02.17.07
Computer Science At Last, ISR Homework
At long last I have an update! A real update. I have been delving ever so slightly into the realm of Information Storage and Retrieval. This wasn’t my first time writing code to build a dictionary of terms, but other lessons have been interesting. Generating effective stop lists and weighting terms are all very practical techniques. And our textbook is free!
–
Assignment 1:
Read the computing abstracts file and generate a dictionary of terms. Convert terms to lower case remove extraneous endings and special characters. Sort the dictionary by frequency and turn in, along with the program, the first page of the sorted results.

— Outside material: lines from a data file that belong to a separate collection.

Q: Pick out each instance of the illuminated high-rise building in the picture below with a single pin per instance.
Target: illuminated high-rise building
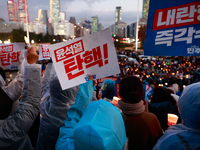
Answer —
(95, 23)
(62, 15)
(22, 6)
(12, 11)
(55, 11)
(42, 16)
(72, 20)
(118, 14)
(145, 9)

The code, library, and related files:
http://www.nick-cash.com/download/isr/1/
Notes:
I spent more time on this then it required simply to get a workable namespace going. All classes and related functions will go into the ISR library for use in later homework, and, at the end, I’ll have a workable Info Storage and Retrieval library with tested code.
—
Assignment 2:
Using the dictionary from the above, select high frequency and low frequency words and from these build a file that will be a stop list. Write a program that will process the abstracts (title and abstract). Your program will read each word in each title/abstract text and ignore words that are in the stop list. It will build a new dictionary vector giving the total number of times each word occurs and a document frequency vector giving the number of documents in which each term occurs. It will then calculate, for each word, the Inverse Document Frequency weight of the word. Hint: for each document, build the dictionary directly and generate a document-term matrix. Then after all documents have been processed, create the document-frequency vector by going through the document vectors and incrementing the D-F vector for each word found
The code, library, and related files:
http://www.nick-cash.com/download/isr/2/
Notes:
This assignment looked daunting, but when I got started it was actually relatively easy. It was just a lot of work. I hit a few spots that proved troublesome, mainly due to the reading of the file (I should have written my own reading routine that processed each character instead of extracting from std::cin) and my being tired. Overall I’m fairly proud of this code as I didn’t know how to do any of it when I started. However, as with most code I look back on, I see things I definitely could improve. This code isn’t particularly efficient in my opinion, but overall it still runs fairly fast.